Brodmann17: Less model, more speed

Whereas Graphcore and Wave Computing are out to one-up TPUs with better hardware, other third parties are out to demonstrate how better frameworks and better algorithms can deliver more powerful machine learning. Some are addressing environments that lack ready access to gobs of processing power, such as smartphones.

Google has made some noises about optimizing TensorFlow to work well on mobile devices. A startup named Brodmann17 is also looking at ways to deliver deep learning applications on smartphone-grade hardware using “5% of the resources (compute, memory, and training data)” of other solutions.

The company’s approach, according to CEO and co-founder Adi Pinhas, is to take existing, standard neural network modules, and use them to create a much smaller model. Pinhas said the smaller models amount to “less than 10% of the data for the training, compared to other popular deep learning architectures,” but with around the same amount of time needed for the training. The end result is a slight trade-off of accuracy for speed—faster prediction time, but also lower power consumption and less memory needed.

Don’t expect to see any of this delivered as an open source offering, at least not at first. Brodmann17’s business model is to provide an API for cloud solutions and an SDK for local computing. That said, Pinhas did say “We hope to widen our offering in the future,” so commercial-only offerings may well just be the initial step.

Sparking a new fire

Earlier this year, InfoWorld contributor James Kobielus predicted the rise of native support for Spark among deep learning frameworks. Yahoo has already brought TensorFlow to Spark, as described above, but Spark’s main commercial provider, Databricks, is now offering its own open source package to integrate deep learning frameworks with Spark.

Deep Learning Pipelines, as the project is called, approaches the integration of deep learning and Spark from the perspective of Spark’s own ML Pipelines.

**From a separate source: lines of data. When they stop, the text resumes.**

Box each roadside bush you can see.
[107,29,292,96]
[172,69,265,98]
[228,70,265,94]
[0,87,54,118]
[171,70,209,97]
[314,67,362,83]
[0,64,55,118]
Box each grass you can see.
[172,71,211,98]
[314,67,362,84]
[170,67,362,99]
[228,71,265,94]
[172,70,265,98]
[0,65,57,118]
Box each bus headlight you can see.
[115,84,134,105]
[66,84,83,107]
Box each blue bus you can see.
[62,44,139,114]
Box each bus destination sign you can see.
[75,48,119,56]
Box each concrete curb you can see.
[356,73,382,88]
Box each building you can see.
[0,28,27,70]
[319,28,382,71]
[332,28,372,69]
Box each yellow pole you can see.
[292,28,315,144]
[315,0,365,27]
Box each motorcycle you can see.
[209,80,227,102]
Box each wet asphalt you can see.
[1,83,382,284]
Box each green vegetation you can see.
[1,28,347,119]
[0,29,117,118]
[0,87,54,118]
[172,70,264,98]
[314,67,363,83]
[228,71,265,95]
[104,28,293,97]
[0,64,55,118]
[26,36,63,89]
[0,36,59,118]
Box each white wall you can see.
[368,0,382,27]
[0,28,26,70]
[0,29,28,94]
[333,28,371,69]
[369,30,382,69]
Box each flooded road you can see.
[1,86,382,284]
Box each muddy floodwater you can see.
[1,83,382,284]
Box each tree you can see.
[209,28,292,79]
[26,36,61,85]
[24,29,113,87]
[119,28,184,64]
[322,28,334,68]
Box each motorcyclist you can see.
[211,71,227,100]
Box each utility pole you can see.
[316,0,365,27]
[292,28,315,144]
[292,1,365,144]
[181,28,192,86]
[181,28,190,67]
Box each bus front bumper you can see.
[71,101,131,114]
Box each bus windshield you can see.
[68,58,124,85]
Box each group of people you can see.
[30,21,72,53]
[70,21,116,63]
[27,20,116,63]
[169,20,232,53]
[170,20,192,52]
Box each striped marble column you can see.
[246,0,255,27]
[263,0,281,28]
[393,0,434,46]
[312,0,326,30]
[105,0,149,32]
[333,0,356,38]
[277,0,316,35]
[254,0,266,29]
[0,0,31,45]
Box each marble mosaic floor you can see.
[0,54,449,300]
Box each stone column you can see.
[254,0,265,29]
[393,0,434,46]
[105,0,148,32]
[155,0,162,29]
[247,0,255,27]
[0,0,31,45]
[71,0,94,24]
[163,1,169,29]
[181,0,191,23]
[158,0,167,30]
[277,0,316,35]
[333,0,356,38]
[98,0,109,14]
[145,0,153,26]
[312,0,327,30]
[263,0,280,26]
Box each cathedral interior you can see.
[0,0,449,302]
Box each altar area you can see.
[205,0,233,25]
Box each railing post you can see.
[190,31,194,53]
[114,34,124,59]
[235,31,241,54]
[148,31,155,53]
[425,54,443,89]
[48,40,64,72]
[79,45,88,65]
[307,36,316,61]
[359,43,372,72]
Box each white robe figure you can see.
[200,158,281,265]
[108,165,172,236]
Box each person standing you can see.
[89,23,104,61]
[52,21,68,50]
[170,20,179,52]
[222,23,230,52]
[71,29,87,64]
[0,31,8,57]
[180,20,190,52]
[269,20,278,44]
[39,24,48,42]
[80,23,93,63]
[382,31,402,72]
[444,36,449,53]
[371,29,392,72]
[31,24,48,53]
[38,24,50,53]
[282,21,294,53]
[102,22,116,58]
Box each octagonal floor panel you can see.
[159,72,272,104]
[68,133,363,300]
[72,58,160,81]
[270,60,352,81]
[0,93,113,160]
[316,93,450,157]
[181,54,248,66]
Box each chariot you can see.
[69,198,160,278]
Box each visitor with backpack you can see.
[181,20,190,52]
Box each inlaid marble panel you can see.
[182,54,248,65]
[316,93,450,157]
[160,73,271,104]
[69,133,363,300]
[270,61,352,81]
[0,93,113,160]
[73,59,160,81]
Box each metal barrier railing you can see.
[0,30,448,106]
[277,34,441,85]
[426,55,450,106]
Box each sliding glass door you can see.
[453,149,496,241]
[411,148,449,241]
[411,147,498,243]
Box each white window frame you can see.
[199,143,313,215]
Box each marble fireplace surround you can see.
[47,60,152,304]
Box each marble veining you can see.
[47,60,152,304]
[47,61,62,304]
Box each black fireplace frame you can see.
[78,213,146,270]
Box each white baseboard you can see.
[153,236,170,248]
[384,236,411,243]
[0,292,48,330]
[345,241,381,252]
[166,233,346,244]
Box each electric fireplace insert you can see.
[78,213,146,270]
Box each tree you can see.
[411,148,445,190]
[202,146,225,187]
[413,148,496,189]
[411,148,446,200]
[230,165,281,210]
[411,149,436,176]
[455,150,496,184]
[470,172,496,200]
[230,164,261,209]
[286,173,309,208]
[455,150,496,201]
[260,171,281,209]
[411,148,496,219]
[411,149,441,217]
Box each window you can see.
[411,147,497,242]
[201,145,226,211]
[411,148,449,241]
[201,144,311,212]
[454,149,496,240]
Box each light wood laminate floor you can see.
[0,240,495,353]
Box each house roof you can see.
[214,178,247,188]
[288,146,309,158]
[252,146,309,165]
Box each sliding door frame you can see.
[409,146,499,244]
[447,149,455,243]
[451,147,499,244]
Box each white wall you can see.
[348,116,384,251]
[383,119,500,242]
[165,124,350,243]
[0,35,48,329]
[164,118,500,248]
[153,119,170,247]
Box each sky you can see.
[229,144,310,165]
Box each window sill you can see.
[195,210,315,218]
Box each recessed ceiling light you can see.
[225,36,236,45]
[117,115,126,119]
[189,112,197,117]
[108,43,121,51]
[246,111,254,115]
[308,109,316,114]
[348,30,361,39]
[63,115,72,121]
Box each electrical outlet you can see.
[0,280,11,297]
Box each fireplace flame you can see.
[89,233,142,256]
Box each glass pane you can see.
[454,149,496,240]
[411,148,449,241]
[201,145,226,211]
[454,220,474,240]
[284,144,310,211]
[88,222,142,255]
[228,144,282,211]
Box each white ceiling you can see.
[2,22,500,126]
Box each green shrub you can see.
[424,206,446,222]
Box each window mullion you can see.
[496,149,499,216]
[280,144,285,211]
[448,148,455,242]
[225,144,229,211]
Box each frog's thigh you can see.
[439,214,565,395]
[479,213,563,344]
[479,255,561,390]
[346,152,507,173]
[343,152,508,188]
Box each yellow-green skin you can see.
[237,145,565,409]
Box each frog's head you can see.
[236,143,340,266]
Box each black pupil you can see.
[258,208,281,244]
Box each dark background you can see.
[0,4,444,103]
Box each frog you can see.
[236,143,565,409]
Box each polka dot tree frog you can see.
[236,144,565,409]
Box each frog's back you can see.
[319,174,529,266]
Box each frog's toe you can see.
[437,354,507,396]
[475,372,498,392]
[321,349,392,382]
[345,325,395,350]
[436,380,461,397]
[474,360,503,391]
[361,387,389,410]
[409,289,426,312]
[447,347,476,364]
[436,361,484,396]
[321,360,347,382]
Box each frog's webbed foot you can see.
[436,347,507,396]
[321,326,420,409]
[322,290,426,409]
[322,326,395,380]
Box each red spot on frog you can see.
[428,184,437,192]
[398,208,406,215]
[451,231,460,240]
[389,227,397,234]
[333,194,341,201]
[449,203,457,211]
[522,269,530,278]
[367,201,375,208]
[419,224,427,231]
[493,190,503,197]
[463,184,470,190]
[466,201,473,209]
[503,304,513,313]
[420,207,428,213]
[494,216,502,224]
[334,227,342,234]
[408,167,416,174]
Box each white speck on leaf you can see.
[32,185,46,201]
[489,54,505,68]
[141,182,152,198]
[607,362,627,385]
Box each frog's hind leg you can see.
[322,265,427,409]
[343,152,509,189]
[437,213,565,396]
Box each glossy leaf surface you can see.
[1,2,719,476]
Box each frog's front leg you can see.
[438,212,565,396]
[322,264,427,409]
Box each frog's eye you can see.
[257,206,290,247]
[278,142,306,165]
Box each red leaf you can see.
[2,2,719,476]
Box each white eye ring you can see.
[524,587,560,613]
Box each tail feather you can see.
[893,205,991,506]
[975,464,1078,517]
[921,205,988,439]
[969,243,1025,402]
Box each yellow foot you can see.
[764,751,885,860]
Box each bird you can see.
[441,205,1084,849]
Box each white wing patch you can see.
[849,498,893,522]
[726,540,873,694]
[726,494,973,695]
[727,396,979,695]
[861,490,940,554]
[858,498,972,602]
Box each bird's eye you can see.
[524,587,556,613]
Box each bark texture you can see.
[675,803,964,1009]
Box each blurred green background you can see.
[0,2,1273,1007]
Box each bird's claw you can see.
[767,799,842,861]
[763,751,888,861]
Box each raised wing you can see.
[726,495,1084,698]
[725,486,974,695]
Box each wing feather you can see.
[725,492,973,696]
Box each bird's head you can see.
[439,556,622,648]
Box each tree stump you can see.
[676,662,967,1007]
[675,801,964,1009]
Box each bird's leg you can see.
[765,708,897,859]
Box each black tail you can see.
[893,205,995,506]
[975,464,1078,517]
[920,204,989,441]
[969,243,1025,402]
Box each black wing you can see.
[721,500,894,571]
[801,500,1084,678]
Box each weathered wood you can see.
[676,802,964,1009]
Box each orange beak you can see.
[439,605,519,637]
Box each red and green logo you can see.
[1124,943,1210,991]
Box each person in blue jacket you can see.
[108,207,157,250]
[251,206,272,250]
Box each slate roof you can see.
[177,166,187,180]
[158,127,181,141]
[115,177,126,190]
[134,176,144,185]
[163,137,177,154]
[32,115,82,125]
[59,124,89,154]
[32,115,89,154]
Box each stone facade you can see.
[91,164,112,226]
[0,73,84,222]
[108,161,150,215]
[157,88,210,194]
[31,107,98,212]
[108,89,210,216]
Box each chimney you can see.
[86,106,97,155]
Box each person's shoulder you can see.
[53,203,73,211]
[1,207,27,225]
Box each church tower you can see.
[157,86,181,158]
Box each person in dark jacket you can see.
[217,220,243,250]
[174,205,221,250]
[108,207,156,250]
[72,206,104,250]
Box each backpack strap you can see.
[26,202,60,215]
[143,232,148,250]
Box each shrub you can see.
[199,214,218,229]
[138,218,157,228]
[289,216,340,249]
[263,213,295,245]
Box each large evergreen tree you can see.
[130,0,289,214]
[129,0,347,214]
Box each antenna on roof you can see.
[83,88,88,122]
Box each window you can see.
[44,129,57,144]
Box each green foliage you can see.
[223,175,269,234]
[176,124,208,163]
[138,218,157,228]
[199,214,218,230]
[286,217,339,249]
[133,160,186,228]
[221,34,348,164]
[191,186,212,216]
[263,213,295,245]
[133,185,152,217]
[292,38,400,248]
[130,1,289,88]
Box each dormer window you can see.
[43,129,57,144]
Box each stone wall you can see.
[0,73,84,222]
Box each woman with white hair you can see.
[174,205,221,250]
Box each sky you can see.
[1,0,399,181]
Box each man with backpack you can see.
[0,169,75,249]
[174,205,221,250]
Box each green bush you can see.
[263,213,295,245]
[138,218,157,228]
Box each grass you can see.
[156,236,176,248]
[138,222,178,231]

Spark workflows can call into libraries like TensorFlow and Keras (and, presumably, CNTK as well now). Models for those frameworks can be trained at scale in the same way Spark does other things at scale, and by way of Spark’s own metaphors for handling both data and deep learning models.

Many data wranglers are already familiar with Spark and working with it. To put deep learning in their hands, Databricks is allowing them to start where they already are, rather than having to figure out TensorFlow on its own.

Deep learning for all?

A common thread through many of these announcements and initiatives is how they are meant to, as Databricks put it in its own press release, “democratize artificial intelligence and data science.” Microsoft’s own line about CNTK 2.0 is that it is “part of Microsoft’s broader initiative to make AI technology accessible to everyone, everywhere.”

The inherent complexity of deep learning isn’t the only hurdle to be overcome. The entire workflow for deep learning remains an ad-hoc creation. There is a vacuum to be filled, and the commercial outfits behind all of the platforms, frameworks, and clouds are vying to fill it with something that resembles an end-to-end solution. 

The next vital step won’t just be about finding the one true deep learning framework. From the look of it, there is room for plenty of them. It will be about finding a single consistent workflow that many deep learning frameworks can be a part of—wherever they may run, and whoever may be behind them.